17.04.2025

Herstellung und Vertrieb nicht zugelassener Medikamente kann in absoluten Ausnahmefällen zulässig sein

Das Interesse individuell betroffener Krebspatienten an dem vorübergehend fortgesetzten Inverkehrbringen eines nicht zugelassenen Krebsmedikaments kann das Interesse der Verbraucher an der Einhaltung der Zulassungsvorschriften für Medikamente überwiegen. Das Risiko von Beeinträchtigungen und Tod durch Nebenwirkungen verblasst in einem solchen Fall angesichts des sicheren Todes durch die Krebserkrankung ohne alternative Heilungsmöglichkeit.

OLG Frankfurt a.M. v. 3.4.2025 - 6 UKl 2/25
Der Sachverhalt:
Die Antragstellerin ist ein qualifizierter Wirtschaftsverband. Der Antragsgegner ist Apotheker im Taunus. Die Antragstellerin hatte ihn auf Unterlassung der Herstellung und des Vertriebs von nicht zugelassenen Arzneimitteln zur Behandlung einer seltenen insbesondere bei Kindern auftretenden tödlichen Tumorerkrankung in Anspruch genommen. Der Antragsgegner stellt in seiner Apotheke Krebsmedikamente unter Verwendung näher benannter Wirkstoffe her.

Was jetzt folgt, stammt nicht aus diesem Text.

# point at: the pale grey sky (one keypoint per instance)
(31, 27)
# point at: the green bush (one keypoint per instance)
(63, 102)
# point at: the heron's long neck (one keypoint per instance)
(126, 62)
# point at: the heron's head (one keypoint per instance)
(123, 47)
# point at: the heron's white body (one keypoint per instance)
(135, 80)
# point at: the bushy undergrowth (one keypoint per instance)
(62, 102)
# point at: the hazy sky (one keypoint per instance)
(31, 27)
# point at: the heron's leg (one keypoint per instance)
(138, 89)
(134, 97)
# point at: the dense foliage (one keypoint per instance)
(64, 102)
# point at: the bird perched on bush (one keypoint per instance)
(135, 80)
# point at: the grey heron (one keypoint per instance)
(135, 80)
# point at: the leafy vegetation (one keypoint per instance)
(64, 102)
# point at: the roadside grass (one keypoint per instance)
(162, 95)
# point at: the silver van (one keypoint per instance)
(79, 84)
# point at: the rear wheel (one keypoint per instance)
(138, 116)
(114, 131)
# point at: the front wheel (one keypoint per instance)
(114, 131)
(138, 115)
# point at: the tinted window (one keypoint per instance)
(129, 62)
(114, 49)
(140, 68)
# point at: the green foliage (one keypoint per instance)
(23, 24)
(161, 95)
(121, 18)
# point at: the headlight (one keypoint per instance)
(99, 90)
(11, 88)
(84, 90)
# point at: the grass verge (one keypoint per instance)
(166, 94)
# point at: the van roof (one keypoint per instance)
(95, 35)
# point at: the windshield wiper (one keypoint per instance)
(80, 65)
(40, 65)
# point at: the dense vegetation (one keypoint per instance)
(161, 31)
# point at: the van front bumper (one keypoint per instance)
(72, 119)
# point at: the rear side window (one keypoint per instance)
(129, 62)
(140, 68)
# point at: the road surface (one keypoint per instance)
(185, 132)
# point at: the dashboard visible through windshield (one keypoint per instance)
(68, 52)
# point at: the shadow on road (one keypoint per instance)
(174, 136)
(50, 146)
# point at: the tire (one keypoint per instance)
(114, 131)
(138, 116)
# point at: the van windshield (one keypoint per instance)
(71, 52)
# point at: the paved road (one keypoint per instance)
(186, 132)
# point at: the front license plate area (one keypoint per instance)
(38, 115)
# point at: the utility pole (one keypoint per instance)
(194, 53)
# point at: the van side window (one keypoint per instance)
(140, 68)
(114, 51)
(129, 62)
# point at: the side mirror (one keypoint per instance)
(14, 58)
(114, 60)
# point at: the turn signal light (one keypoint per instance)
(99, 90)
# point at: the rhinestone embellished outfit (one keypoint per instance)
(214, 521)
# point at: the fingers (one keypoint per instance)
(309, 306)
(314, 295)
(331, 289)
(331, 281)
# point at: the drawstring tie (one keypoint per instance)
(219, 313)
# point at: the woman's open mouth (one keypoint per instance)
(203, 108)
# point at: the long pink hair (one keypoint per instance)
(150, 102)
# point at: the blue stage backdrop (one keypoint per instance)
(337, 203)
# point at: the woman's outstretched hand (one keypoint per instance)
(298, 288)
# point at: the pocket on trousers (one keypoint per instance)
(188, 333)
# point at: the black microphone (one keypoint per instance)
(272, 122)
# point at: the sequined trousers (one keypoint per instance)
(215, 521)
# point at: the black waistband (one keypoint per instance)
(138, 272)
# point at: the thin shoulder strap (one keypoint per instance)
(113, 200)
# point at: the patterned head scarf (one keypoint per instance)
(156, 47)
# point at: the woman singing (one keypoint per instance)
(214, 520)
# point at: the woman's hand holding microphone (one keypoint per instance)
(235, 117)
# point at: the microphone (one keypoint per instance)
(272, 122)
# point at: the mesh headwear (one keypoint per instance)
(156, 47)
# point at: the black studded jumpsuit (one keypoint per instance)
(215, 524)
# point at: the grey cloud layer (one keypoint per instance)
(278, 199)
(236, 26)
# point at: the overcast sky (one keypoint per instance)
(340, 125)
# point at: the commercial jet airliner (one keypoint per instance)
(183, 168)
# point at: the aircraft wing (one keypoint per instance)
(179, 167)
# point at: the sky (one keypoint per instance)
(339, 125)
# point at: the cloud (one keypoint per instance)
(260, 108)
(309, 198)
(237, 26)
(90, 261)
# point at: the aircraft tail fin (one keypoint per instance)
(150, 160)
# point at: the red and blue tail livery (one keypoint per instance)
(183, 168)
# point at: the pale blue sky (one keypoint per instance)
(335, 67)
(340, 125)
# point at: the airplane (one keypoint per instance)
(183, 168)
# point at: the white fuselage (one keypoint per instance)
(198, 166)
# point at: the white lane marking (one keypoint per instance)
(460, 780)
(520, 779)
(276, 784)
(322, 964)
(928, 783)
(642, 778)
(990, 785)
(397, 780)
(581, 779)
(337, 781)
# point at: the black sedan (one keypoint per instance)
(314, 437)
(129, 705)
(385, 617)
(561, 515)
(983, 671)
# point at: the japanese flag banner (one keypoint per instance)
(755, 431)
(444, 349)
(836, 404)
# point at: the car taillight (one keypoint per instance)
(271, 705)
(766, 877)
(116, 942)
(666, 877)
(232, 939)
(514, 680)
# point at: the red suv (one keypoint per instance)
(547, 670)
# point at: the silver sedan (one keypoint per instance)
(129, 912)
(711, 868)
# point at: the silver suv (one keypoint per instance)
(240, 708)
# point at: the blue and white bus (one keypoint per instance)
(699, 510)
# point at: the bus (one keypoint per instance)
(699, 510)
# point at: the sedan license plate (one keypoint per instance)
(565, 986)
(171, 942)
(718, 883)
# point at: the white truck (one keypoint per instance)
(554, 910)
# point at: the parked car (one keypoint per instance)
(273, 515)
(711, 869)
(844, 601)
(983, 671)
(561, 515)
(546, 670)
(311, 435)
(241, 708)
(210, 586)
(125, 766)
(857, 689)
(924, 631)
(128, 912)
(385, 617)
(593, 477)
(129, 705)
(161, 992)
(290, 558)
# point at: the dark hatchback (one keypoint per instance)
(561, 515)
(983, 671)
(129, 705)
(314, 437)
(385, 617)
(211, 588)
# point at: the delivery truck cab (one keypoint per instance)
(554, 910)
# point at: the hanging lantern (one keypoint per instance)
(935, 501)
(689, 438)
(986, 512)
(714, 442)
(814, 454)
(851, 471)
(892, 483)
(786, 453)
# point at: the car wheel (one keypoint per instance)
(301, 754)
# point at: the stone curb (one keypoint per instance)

Ein US-amerikanisches Pharmaunternehmen führt derzeit u.a. in Deutschland klinische Prüfungen in Phase III und Phase I für Krebsmedikamente mit identischen Wirkstoffen durch.

Die Antragstellerin behauptete, der Beklagte vertreibe sog. Nachbauten des US-amerikanischen Unternehmens. Der Antragsgegner entgegnete, er habe einen eigenen verbesserten Syntheseweg entwickelt. Das für den Eilantrag erstinstanzlich zuständige OLG hat den auf Unterlassung gerichteten Antrag zurückgewiesen. Die im Eilverfahren ergangene Entscheidung ist nicht anfechtbar.

Die Gründe:
Im vorliegenden Fall fehlte es an einem Verfügungsgrund, der eine besondere Form des Rechtsschutzbedürfnisses für eine Eilentscheidung darstellt.

Im Rahmen der in diesem Zusammenhang gebotenen Interessenabwägung überwiegte hier das Interesse des individuell betroffenen Patienten an einem vorübergehend fortgesetzten Inverkehrbringen der nicht zugelassenen Arzneimittel. Demgegenüber konnte das allgemeine Verbraucherinteresse an der Entwicklung und Zulassung wirksamer Krebsarzneimittel vernachlässigt werden. Es war nicht ersichtlich, dass die laufenden klinischen Studien durch das Verhalten des Antragsgegners gefährdet würden.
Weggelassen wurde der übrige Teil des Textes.